Der Zentralverband des Deutschen Handwerks indes lief gegen diese Einschränkung Sturm. Zahlreiche Handwerker hatten sich in den vergangenen Jahren zu Gebäudeenergieberatern weitergebildet und in diesen zusätzlichen Geschäftszweig viel Geld investiert. Nach Protesten von Betrieben und Verbänden lockerte die KfW nun die Kontrollregeln. Seit dem 1. Juni gilt: Handwerksbetriebe dürfen ihre Kunden sowohl im Vorfeld der Förderung beraten als auch danach die Arbeiten ausführen und später bestätigen, dass diese den geforderten energetischen Ansprüchen entsprechen. Ein Beispiel: Ein Dachdeckerbetrieb dämmt das Dach und bestätigt im Nachhinein als Energieberater, dass die Auflagen für eine Bezuschussung erfüllt sind. Einzige Voraussetzung: Der Betrieb muss in eine Expertenliste des Bundes eingetragen sein.
Die Kritik
Wer die Kontrolle durch einen unabhängigen Experten streiche, erleichtere den Betrug, heißt es in den Ingenieurkammern. Im schlimmsten Fall würden Steuergelder für unsachgemäß durchgeführte Maßnahmen fließen: „Wenn bei der Dachdämmung die Sparrentiefe nicht ausreicht, kommt vom Handwerksbetrieb am Ende trotzdem ein Stempel drauf. Der Dumme ist am Ende der Bauherr“, sagt ein Bauingenieur und Energieberater aus Essen, der anonym bleiben möchte.

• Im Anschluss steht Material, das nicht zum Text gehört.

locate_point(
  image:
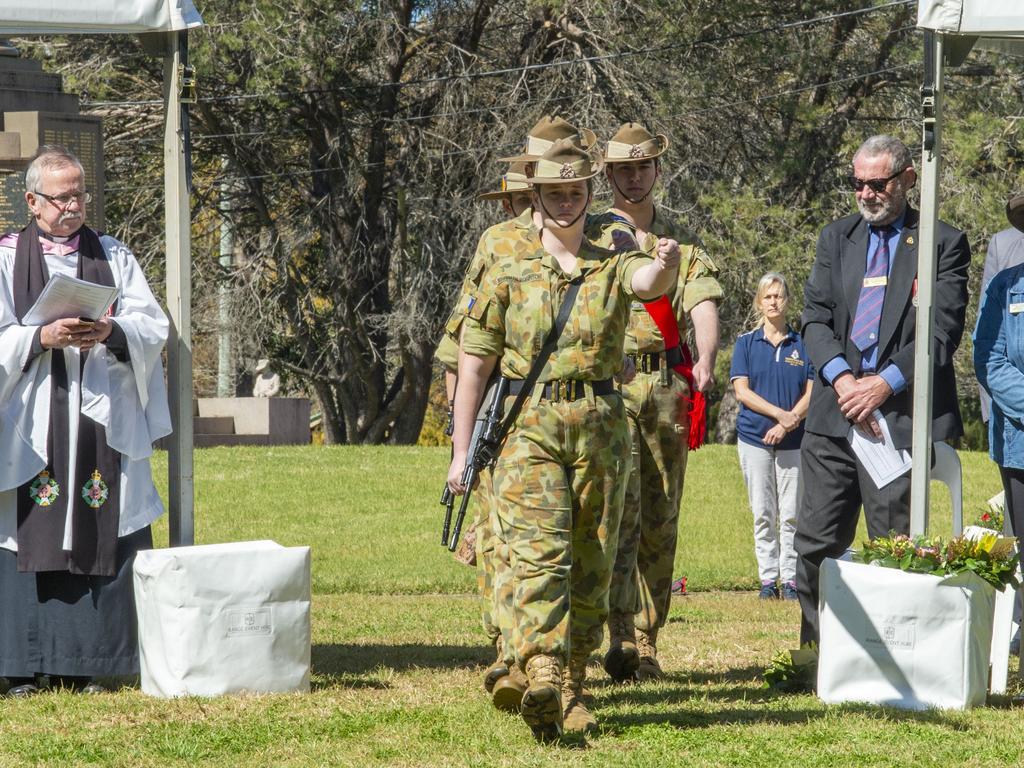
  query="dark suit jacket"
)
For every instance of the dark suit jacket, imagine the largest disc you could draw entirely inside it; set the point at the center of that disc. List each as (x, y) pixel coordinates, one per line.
(830, 302)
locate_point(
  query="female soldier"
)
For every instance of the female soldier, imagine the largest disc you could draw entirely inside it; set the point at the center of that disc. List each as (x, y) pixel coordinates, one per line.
(559, 479)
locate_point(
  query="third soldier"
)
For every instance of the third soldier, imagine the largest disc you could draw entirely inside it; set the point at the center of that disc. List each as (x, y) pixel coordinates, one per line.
(642, 579)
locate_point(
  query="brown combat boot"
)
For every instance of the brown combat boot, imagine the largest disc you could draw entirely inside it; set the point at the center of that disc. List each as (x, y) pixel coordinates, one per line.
(623, 658)
(508, 690)
(576, 717)
(542, 704)
(497, 670)
(648, 669)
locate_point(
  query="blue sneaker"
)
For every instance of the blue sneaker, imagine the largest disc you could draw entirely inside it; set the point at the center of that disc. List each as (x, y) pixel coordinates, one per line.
(768, 591)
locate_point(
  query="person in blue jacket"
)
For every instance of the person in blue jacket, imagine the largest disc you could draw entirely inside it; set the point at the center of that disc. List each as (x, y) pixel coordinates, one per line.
(772, 377)
(998, 363)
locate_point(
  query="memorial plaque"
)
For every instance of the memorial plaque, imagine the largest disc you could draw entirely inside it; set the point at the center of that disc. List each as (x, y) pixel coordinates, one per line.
(82, 134)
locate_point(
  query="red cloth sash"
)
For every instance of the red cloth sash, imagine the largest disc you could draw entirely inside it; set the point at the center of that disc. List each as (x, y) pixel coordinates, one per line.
(665, 317)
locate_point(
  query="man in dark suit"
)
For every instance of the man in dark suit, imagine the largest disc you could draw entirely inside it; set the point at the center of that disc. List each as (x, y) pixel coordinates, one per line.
(858, 326)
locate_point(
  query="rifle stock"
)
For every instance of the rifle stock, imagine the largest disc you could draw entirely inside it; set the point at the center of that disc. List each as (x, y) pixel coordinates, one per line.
(483, 448)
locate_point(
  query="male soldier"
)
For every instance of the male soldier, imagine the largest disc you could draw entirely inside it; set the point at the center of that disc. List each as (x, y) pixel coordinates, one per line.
(641, 585)
(502, 679)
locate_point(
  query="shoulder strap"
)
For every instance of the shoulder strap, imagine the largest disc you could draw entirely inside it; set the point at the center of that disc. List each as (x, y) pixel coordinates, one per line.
(542, 358)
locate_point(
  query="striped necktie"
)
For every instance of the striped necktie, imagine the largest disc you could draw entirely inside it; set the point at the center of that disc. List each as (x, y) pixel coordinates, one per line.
(872, 293)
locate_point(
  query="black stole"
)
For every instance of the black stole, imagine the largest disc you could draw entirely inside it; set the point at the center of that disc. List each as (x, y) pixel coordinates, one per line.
(94, 523)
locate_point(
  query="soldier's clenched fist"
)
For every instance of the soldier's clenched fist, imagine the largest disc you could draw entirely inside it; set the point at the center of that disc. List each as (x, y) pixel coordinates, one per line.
(668, 254)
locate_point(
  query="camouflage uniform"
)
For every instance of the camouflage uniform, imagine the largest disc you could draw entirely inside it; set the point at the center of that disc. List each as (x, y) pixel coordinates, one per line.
(642, 580)
(559, 482)
(493, 571)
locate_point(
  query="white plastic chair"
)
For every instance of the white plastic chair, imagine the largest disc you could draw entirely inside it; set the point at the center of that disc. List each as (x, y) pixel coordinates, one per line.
(947, 470)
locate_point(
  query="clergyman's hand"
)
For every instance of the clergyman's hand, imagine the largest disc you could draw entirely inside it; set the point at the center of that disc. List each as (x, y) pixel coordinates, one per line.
(64, 333)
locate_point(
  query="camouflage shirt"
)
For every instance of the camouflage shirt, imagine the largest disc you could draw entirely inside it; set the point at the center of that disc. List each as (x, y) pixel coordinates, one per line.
(496, 242)
(696, 275)
(514, 307)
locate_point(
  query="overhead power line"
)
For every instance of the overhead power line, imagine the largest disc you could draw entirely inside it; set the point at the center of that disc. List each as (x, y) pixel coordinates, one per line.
(712, 40)
(497, 148)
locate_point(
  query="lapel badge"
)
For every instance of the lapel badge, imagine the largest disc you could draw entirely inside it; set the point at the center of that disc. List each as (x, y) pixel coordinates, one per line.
(44, 489)
(94, 493)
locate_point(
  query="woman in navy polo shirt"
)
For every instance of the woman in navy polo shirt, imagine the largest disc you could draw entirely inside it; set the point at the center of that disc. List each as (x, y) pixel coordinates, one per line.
(772, 377)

Ob überhaupt eine fachgerechte energetische Sanierung stattgefunden hat, wird offenbar kaum kontrolliert. Das Fernsehmagazin „Plusminus“ berichtete von 420 Vor-Ort-Kontrollen in 2013 – bei 400.000 geförderten Maßnahmen. Das Risiko, erwischt zu werden „tendiert gegen null“, bestätigte ein anonymer Handwerker vor der Kamera. Dies sei eine „Einladung zum Subventionsbetrug“.
Die KfW verteidigt die Lockerung ihrer Regeln. Auf Anfrage erklärte eine Sprecherin, man wolle „den Zugang zu den Fördermitteln – insbesondere für kleinteilige Einzelmaßnahmen – möglichst unkompliziert gestalten“. Und Betrug könne man nie ausschließen.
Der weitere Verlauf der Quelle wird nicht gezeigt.